Checking availability group status using a Central Management Server

Checking availability group status using a Central Management Server

Door: Karel Coenye

Checking availability group status using a CMS

Today I want to show you another powerful way to use your Central Management Server. The CMS can also be used to execute OPENROWSET queries over your complete SQL Server Farm. Now I can hear you all say: “Why would you want to do that?” and “OPENROWSET, you know that you shouldn’t implement that for queries that have to run frequently!”. And to be honest, in most of the cases you’d be right. But it can come in extremely useful in some situations.

Scenario

Imagine a hosted environment with very strict and rather rigid release rules. Because of the importance and stability requirements of this environment there every component of the environment has to follow the complete DTAP (Development/Test/Acceptance/Production) workflow. Off course this includes the Production SQL Servers and their instances.

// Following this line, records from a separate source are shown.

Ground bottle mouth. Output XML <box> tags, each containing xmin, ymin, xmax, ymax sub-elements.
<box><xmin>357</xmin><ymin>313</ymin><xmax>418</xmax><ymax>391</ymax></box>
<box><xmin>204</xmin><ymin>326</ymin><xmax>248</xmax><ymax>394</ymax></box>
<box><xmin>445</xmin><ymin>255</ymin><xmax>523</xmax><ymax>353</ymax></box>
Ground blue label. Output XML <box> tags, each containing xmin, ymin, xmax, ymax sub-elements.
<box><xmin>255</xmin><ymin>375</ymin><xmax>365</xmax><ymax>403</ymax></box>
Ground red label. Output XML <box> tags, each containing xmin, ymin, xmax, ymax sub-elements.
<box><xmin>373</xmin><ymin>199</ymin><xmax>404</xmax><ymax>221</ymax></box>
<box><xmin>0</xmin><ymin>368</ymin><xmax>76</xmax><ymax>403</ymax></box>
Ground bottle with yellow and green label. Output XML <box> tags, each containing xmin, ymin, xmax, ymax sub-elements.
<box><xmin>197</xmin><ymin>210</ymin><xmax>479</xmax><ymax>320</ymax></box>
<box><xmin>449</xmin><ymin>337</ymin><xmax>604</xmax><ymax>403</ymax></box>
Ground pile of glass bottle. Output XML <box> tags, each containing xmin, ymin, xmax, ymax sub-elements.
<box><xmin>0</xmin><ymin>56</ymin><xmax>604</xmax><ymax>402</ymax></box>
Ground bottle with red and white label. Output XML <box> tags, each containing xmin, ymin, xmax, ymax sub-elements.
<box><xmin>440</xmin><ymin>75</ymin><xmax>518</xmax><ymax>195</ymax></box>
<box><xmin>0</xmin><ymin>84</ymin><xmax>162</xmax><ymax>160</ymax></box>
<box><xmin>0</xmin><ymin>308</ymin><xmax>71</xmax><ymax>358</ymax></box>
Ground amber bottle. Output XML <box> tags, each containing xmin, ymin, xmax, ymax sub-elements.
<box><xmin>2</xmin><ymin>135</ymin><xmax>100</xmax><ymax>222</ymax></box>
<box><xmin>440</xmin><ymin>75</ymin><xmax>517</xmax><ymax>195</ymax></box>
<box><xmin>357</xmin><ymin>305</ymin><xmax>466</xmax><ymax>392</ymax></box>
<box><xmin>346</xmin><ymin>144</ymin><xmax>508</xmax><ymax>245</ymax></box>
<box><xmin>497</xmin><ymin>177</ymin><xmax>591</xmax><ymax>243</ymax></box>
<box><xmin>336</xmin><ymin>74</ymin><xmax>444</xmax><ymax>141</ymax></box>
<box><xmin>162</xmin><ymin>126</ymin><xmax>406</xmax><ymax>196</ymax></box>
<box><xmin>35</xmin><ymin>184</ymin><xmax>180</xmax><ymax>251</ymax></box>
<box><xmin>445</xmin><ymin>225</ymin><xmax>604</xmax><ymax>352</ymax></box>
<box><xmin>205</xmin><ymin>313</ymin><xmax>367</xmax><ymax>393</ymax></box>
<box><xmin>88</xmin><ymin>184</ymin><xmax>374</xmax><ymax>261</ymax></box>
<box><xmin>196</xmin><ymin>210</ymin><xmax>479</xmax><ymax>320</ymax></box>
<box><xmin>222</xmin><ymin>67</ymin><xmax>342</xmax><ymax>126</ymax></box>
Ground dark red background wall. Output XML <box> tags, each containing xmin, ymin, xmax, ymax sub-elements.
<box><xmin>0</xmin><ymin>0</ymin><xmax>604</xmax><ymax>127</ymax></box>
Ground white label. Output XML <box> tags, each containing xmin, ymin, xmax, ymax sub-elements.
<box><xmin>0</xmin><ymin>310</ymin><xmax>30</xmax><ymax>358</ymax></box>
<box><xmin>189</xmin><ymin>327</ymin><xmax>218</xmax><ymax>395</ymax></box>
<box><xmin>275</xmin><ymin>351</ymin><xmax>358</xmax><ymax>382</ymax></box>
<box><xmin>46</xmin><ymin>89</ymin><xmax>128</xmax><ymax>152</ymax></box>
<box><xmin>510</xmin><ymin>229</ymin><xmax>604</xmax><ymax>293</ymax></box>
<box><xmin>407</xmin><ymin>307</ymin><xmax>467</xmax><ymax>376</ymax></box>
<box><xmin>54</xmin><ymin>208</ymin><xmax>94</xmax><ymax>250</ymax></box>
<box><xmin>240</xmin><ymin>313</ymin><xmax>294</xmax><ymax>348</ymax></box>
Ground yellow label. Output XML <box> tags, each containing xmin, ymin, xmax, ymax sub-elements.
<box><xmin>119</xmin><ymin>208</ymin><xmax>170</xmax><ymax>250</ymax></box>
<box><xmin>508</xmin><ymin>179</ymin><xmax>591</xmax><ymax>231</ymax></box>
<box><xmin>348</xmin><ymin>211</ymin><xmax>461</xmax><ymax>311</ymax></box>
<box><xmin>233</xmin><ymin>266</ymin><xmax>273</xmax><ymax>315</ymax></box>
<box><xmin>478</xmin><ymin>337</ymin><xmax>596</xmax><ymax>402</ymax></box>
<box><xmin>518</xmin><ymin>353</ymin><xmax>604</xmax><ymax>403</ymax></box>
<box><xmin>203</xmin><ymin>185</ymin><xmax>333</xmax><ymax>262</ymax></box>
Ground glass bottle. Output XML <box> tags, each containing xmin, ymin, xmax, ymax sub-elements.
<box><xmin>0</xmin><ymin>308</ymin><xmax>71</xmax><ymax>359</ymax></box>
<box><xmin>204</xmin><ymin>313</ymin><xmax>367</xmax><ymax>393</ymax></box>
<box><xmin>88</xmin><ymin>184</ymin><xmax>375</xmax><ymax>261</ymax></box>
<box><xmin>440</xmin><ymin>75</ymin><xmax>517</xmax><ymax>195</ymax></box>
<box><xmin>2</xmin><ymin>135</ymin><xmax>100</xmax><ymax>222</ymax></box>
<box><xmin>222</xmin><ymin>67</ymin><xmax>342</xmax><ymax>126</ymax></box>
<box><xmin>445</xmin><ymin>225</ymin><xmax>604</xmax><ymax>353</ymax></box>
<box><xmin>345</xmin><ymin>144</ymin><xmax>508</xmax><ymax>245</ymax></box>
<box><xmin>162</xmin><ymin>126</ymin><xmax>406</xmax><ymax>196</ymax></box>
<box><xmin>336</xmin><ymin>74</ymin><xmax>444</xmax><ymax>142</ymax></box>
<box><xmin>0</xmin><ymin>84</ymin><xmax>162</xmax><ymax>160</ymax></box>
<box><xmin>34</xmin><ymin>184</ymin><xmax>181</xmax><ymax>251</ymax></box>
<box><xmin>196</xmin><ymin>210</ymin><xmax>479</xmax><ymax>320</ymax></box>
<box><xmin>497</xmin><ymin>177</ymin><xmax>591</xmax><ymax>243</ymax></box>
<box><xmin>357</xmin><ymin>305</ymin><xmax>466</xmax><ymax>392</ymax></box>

Enter the CMS, because a CMS is rarely considered crucial for operations we have introduced the CMS as a DBA Tool, granted a VERY powerful one, but still “just” a tool. By doing this we made the CMS the responsibility of the DBA team so that we can make changes to the CMS without having to go via QA/Testing/The whole change process and version control. (We actually never told our QA officer we actually CAN do with a CMS though).

Use Case

As we all know, for licensing compliance it can be very important to know on what server our active nodes of the deployed availability groups are located. This becomes even more important if you have several large servers, each serving multiple instances.

For license (read cost) reasons this environment runs in a complete active-passive setup. So it is very important that at any given time all active listeners are running on the preferred primary. This setting is easily configured in the Windows Cluster manager, but conform the SQL Server best practices you don’t want automatic failback. So if an instance is discovered to run on the “wrong” server we want to know this. But how can we be check and report this at any given point in time without having to check multiple (100+) availability groups?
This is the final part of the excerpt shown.